XML Schema tutorial - Basics
<pageby nominor="false" comments="false"/>
The following text was made from slides and should be expanded some day - Daniel K. Schneider 23:10, 5 December 2010 (CET)
Introduction
This is a beginners tutorial for XML Schema (of called XSD in reference to the file name extension *.xsd) made from slides
- Objectives
- Understand the purpose of XSD
- Be able to cope with XSD editing
- Translat DTDs to XSD with a conversion tool
- Modify data types of a given XSD
- Write very simple XSD grammars
- Prerequisites
- Editing XML (being able to use a simple DTD). Catch up with the Editing XML tutorial
- Be somewhat familiar with DTD's (see the DTD tutorial)
- XML namespaces (some, have a look at the XML namespace article. At least you should know why the XSD prefix could be "xs" or "xsd" or "banana"....)
- HTML and CSS (some)
- Next steps
- ...
- Warning
XSD is a rather complex schema definition language. For one problem there always exist several good solutions.
These slides have been prepared with the help of
- The W3C XML Schema primer: http://www.w3.org/TR/xmlschema-0/
- Roger Costello s extensive XML Schema tutorial: http://www.xfront.com/
Introduction
We may distinguish between several kinds of XML grammars
- A grammar-based schema specifies what elements may be used in an XML document, the order of the elements, the number of occurrences of each element, and finally the content and datatype of each element and attribute.
- An assertion-based schema makes assertions about the relationships that must hold between the elements and attributes in an XML instance document.
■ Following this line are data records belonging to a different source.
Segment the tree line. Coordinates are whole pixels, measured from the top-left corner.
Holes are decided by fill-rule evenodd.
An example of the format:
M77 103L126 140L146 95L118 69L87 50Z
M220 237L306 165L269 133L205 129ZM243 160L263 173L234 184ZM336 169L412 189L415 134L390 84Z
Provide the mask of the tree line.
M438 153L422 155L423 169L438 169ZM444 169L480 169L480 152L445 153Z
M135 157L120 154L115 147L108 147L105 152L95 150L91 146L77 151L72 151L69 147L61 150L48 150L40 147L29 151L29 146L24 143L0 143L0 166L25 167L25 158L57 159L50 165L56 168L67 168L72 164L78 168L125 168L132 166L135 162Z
Comparison between grammar-based schemas
Adoption | wide spread | Data-centric applications like web services | R&D mostly |
Complexity of structure | Medium | Powerful (e.g. sets, element occurrence constraints) | Powerful |
Data types | Little (10, mostly attribute values) | Powerful (44 + your own derived data types) | Powerful (same as XSD) |
Overall complexity | low | high | medium |
XML-based formalism | no | yes | yes
(also a short notation) |
Association with XML document | DOCTYPE declaration | Namespace declaration | No standard solution |
Browser support | IE (not Firefox) | no | no |
File suffix | *.dtd | *.xsd | *.rng / *.rnc |
Entities | yes | no (use xinclude instead) | no |
- XML Schemas were created to define more precise grammars than with DTDs, in particular one can define Data Types and more sophisticated element structures
- DTD supports 10 datatypes; XML Schemas supports 44+ datatypes
- Relax NG was a reaction by people who didn t like this new format. It is about as powerful as XSD but not as complicated
Resources
- XML Schema (also called XSD or simply Schema) is difficult
- A good way to learn XSD is to translate your own DTDs with a tool and then study the code
- See also chapter 3. From DTDs to XSDs [30]
W3C websites:
url: http://www.w3.org/XML/Schema (W3C Overview Page)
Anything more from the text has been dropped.